After inspecting the global summary of the analysis with the parallel box plots above, you can inspect each cluster's box plots for each variable by switching to Side-by-side in the Series tab of the Chart Properties pane. With this view of the data, you can see which group has the highest and lowest range of values within each variable. Box plots will be created for each cluster for each variable, so you can see how each cluster's values relate to the other clusters created. Hover over each variable's box plot to see the Minimum, Maximum, and Median values for each variable in each cluster. In the chart below, for example, you see that Cluster 4 (gold) has the highest values for the MEDIANRENT variable and contains tracts with a range of values from 354 to 813.

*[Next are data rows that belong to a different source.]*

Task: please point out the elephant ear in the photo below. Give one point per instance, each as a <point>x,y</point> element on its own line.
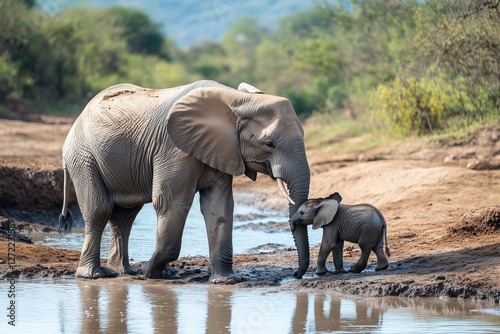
<point>202,124</point>
<point>324,213</point>
<point>247,88</point>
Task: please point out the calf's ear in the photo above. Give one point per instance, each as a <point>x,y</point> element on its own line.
<point>324,213</point>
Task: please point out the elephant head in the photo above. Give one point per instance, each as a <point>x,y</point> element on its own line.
<point>244,132</point>
<point>318,211</point>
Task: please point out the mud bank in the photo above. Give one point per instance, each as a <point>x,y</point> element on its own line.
<point>442,217</point>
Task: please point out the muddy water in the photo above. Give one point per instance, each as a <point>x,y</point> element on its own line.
<point>109,306</point>
<point>254,231</point>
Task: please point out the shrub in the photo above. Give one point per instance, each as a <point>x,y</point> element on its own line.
<point>417,106</point>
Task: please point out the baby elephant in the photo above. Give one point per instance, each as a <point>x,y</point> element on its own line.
<point>362,224</point>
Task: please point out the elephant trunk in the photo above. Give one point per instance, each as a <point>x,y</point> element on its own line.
<point>298,188</point>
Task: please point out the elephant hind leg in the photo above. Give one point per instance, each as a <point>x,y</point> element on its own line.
<point>96,208</point>
<point>382,262</point>
<point>362,262</point>
<point>120,224</point>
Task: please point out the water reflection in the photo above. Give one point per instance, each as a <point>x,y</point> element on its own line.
<point>328,317</point>
<point>116,306</point>
<point>170,308</point>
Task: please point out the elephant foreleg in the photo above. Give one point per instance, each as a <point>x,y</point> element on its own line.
<point>327,244</point>
<point>382,262</point>
<point>217,208</point>
<point>338,256</point>
<point>362,262</point>
<point>168,240</point>
<point>120,224</point>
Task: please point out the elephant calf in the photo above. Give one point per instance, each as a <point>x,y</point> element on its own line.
<point>362,224</point>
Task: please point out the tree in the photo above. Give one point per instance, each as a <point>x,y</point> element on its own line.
<point>141,35</point>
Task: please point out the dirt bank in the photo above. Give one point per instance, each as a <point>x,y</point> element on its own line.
<point>442,207</point>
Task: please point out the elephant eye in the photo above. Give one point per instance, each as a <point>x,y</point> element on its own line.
<point>269,144</point>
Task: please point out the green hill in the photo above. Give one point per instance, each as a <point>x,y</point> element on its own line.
<point>190,22</point>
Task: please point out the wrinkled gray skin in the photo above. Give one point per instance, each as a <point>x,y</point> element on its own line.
<point>133,145</point>
<point>362,224</point>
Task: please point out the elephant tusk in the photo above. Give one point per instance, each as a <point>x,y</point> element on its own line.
<point>283,190</point>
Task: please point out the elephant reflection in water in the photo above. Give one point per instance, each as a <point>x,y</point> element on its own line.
<point>365,315</point>
<point>163,300</point>
<point>91,295</point>
<point>165,305</point>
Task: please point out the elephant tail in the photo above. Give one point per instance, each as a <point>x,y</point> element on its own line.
<point>65,218</point>
<point>387,251</point>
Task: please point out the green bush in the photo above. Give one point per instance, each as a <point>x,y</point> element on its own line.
<point>418,106</point>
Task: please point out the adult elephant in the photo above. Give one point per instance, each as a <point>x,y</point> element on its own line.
<point>133,145</point>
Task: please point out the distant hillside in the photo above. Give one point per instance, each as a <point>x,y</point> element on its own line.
<point>190,22</point>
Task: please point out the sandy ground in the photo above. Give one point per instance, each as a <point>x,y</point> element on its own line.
<point>442,207</point>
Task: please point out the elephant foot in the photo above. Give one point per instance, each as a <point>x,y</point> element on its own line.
<point>130,270</point>
<point>224,279</point>
<point>126,269</point>
<point>321,271</point>
<point>170,273</point>
<point>154,272</point>
<point>356,269</point>
<point>379,268</point>
<point>298,273</point>
<point>94,272</point>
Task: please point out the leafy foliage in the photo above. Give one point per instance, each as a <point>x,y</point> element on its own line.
<point>412,67</point>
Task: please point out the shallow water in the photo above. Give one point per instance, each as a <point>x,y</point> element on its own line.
<point>194,239</point>
<point>110,306</point>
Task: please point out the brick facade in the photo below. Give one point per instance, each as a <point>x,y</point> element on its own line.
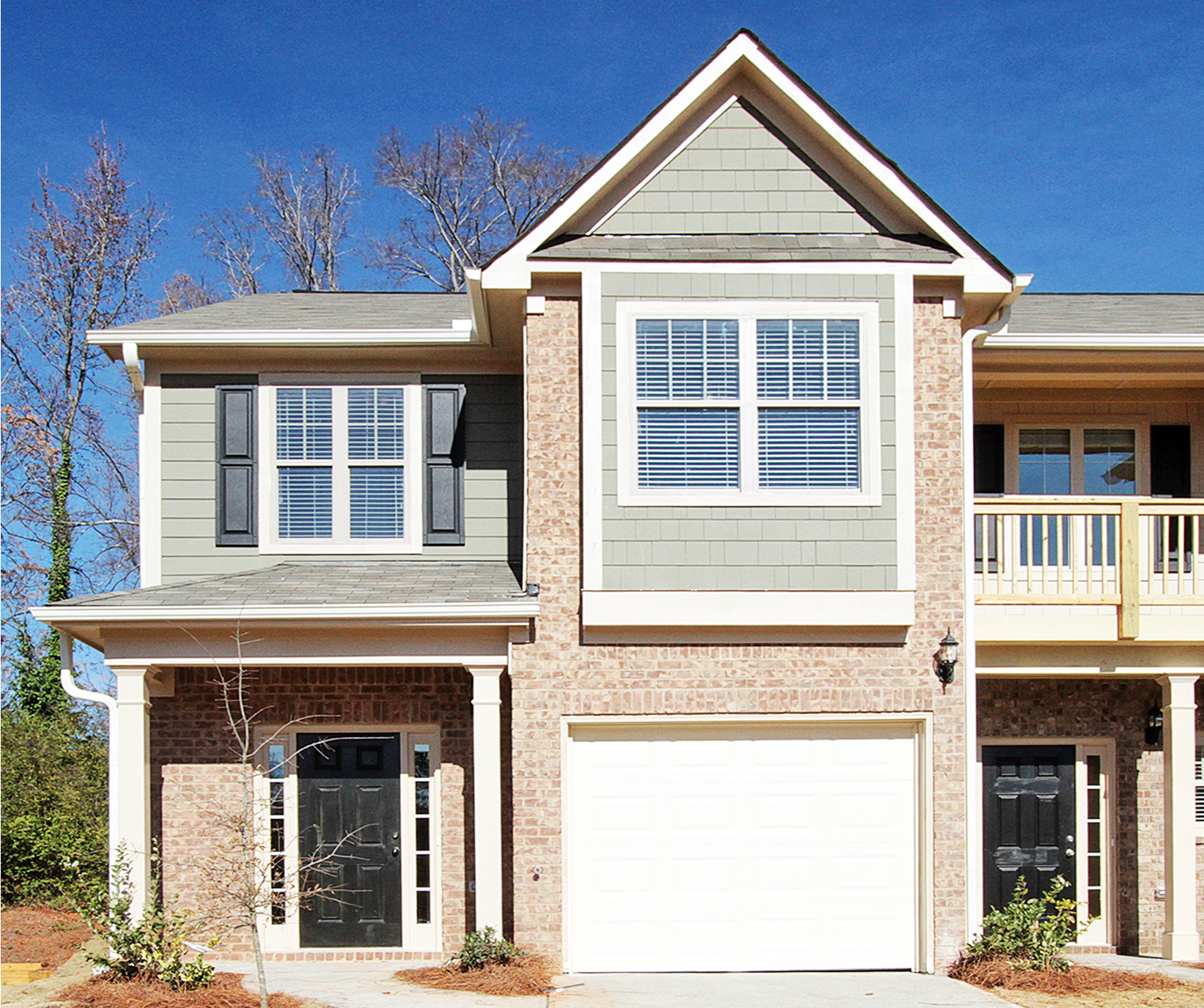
<point>558,675</point>
<point>194,777</point>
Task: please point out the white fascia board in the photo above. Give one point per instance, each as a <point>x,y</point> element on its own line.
<point>748,609</point>
<point>459,331</point>
<point>62,615</point>
<point>1096,341</point>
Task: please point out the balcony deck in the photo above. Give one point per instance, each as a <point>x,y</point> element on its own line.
<point>1089,568</point>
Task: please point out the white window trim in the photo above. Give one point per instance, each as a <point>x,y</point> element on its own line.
<point>269,489</point>
<point>287,936</point>
<point>870,463</point>
<point>1076,426</point>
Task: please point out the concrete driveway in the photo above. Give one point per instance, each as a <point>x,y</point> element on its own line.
<point>374,985</point>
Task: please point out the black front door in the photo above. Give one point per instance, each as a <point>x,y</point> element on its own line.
<point>1027,819</point>
<point>350,801</point>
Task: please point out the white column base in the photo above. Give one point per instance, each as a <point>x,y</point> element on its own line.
<point>1181,941</point>
<point>129,764</point>
<point>487,777</point>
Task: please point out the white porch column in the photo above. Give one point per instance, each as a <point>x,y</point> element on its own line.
<point>1181,941</point>
<point>487,788</point>
<point>129,761</point>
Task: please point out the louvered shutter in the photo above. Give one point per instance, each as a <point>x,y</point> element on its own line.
<point>236,465</point>
<point>443,465</point>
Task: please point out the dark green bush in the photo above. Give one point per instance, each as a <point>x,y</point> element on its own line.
<point>484,948</point>
<point>1031,931</point>
<point>54,807</point>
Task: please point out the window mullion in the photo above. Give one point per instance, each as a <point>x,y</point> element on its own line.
<point>748,405</point>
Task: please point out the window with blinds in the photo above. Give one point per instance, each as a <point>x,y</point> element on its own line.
<point>344,465</point>
<point>748,404</point>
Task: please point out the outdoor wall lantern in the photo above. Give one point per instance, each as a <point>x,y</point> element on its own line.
<point>1153,725</point>
<point>944,659</point>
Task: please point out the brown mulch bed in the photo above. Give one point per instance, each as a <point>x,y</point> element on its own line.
<point>226,991</point>
<point>994,974</point>
<point>526,976</point>
<point>40,935</point>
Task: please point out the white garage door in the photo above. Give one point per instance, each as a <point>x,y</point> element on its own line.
<point>712,848</point>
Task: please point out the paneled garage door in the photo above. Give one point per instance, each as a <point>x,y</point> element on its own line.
<point>720,847</point>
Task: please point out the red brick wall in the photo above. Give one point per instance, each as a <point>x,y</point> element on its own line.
<point>194,774</point>
<point>559,675</point>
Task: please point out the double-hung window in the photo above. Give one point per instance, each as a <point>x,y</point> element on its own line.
<point>764,402</point>
<point>342,465</point>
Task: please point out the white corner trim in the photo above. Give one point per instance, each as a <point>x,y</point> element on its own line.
<point>748,609</point>
<point>151,486</point>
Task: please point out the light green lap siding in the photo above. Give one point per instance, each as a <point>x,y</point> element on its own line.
<point>748,548</point>
<point>492,483</point>
<point>738,177</point>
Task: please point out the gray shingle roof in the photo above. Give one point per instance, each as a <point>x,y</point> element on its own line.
<point>352,583</point>
<point>756,248</point>
<point>317,311</point>
<point>1155,314</point>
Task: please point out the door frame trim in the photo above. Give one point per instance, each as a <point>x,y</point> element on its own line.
<point>1103,933</point>
<point>921,725</point>
<point>287,937</point>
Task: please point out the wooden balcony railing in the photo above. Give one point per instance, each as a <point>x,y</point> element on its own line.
<point>1129,553</point>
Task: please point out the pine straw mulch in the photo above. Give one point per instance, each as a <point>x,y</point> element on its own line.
<point>1079,984</point>
<point>226,991</point>
<point>529,974</point>
<point>41,935</point>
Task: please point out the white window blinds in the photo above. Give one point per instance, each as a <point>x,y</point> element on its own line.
<point>352,480</point>
<point>795,424</point>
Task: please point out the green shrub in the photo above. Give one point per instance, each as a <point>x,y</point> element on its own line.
<point>484,948</point>
<point>53,818</point>
<point>1031,931</point>
<point>152,948</point>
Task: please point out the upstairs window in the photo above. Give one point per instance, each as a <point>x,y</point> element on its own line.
<point>344,467</point>
<point>749,404</point>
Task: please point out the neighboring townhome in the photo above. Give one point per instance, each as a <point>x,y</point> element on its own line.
<point>616,602</point>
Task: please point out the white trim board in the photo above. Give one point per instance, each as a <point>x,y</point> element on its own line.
<point>748,609</point>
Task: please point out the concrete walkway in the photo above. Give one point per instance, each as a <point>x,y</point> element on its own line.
<point>374,985</point>
<point>1142,963</point>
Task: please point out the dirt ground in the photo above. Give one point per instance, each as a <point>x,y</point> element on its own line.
<point>40,935</point>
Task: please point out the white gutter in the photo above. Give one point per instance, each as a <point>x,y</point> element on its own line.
<point>978,335</point>
<point>67,677</point>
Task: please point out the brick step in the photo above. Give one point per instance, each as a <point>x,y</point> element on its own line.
<point>23,972</point>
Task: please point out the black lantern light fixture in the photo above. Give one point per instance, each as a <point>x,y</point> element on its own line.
<point>1153,725</point>
<point>944,659</point>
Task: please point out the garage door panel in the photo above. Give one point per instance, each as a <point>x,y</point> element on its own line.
<point>779,853</point>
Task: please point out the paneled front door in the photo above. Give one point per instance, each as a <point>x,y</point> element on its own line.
<point>350,806</point>
<point>1028,819</point>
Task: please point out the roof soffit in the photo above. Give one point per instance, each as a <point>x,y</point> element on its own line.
<point>745,69</point>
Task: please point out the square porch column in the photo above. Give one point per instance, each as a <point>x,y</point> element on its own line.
<point>487,788</point>
<point>129,765</point>
<point>1181,941</point>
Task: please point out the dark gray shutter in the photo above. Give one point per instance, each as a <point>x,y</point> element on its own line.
<point>443,465</point>
<point>236,465</point>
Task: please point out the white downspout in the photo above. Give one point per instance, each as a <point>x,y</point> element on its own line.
<point>972,338</point>
<point>67,677</point>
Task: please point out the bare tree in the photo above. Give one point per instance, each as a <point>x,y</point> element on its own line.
<point>182,293</point>
<point>69,484</point>
<point>475,188</point>
<point>232,241</point>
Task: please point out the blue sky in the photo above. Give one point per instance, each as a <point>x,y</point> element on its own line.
<point>1068,138</point>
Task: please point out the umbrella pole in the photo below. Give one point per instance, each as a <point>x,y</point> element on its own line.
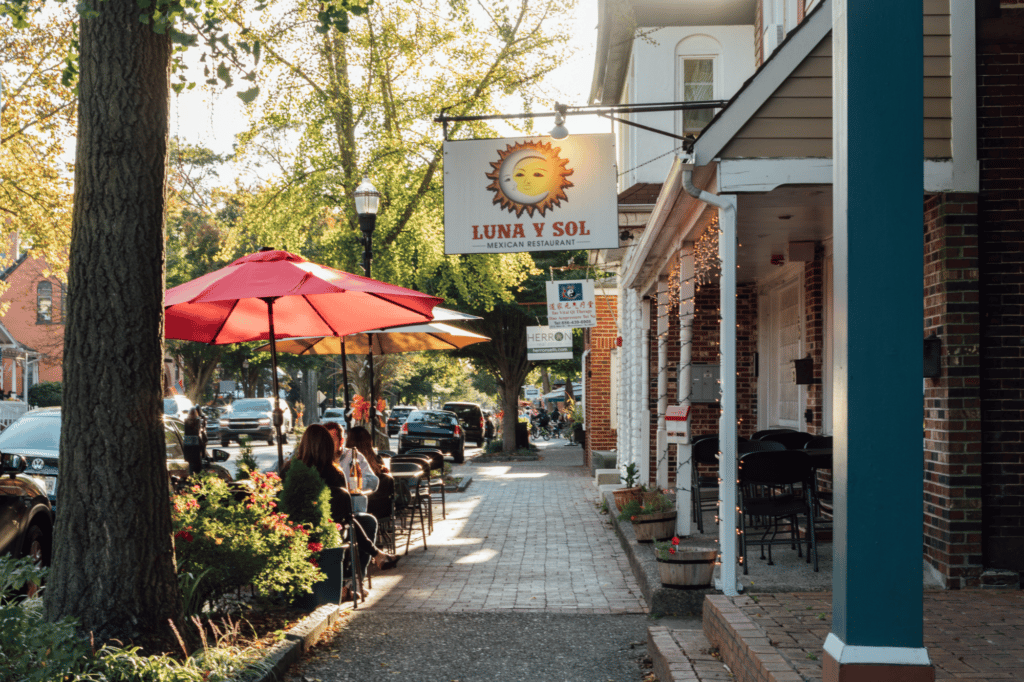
<point>344,379</point>
<point>279,417</point>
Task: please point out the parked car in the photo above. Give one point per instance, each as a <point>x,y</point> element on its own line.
<point>397,417</point>
<point>254,418</point>
<point>471,417</point>
<point>334,415</point>
<point>177,406</point>
<point>212,416</point>
<point>26,513</point>
<point>35,438</point>
<point>433,428</point>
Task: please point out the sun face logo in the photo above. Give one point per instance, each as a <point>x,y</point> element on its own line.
<point>529,176</point>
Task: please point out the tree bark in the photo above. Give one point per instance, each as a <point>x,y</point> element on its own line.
<point>114,559</point>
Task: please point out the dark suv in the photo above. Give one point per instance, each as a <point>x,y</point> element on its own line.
<point>397,417</point>
<point>471,417</point>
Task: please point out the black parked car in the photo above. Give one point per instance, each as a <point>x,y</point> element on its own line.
<point>35,436</point>
<point>26,514</point>
<point>433,428</point>
<point>471,417</point>
<point>397,417</point>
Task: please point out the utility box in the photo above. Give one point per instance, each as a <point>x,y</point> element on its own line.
<point>705,383</point>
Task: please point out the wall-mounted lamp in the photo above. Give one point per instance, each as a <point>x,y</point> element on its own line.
<point>804,371</point>
<point>560,131</point>
<point>933,357</point>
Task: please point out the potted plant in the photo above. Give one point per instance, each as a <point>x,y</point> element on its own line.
<point>652,519</point>
<point>632,491</point>
<point>685,565</point>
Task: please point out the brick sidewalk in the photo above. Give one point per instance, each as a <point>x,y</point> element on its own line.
<point>971,635</point>
<point>522,537</point>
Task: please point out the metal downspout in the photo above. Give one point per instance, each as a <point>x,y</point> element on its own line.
<point>728,533</point>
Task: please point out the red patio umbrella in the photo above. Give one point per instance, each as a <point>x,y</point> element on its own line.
<point>274,295</point>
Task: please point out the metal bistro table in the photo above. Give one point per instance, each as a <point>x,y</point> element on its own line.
<point>408,477</point>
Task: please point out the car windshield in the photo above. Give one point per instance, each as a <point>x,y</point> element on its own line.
<point>431,418</point>
<point>32,433</point>
<point>252,405</point>
<point>464,411</point>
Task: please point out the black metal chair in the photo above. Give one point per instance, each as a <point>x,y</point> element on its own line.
<point>436,464</point>
<point>758,435</point>
<point>767,481</point>
<point>409,500</point>
<point>790,439</point>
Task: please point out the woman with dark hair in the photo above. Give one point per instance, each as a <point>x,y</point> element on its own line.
<point>359,445</point>
<point>316,452</point>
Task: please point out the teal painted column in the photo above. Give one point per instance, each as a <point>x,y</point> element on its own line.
<point>878,230</point>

A bar chart is also created showing the number of features per cluster. Selecting each bar will also select that cluster's features in the map, which may be useful for further analysis.

When you leave the Number of Clusters parameter blank, the tool will evaluate the optimal number of clusters based on your data. Specifying a path for the Output Table for Evaluating Number Clusters causes a chart to be created showing the pseudo F-statistic values calculated. The highest peak on the graph is the largest F-statistic, indicating how many clusters will be most effective at distinguishing the features and variables you specified. In the chart below, the F-statistic associated with four groups is highest. Five groups, with a high pseudo F-statistic, would also be a good choice.

## Best practices

While there is a tendency to want to include as many Analysis Fields as possible, the Spatially Constrained Multivariate Clustering tool works best when you start with a single variable and build. Results are easier to interpret with fewer analysis fields. It is also easier to determine which variables are the best discriminators when there are fewer fields.

In many scenarios, you will likely run the Spatially Constrained Multivariate Clustering tool a number of times before finding the optimal Number of Clusters, most effective Spatial Constraints, and the combination of Analysis Fields that best separate your features into clusters.

If the tool returns 30 as the optimal number of clusters, be sure to look at the chart of the F-statistics. Choosing the number of clusters and interpreting the F-statistic chart is an art form, and a lower number of clusters may be more appropriate for your analysis.

## Additional Resources

Duque, J. C., R. Ramos, and J. Surinach. 2007. "Supervised Regionalization Methods: A Survey" in *International Regional Science Review* 30: 195–220.

Assuncao, R. M., M. C. Neves, G. Camara, and C. Da Costa Freitas. 2006. "Efficient Regionalisation Techniques for Socio-economic Geographical Units using Minimum Spanning Trees" in *International Journal of Geographical Information Science* 20 (7): 797–811.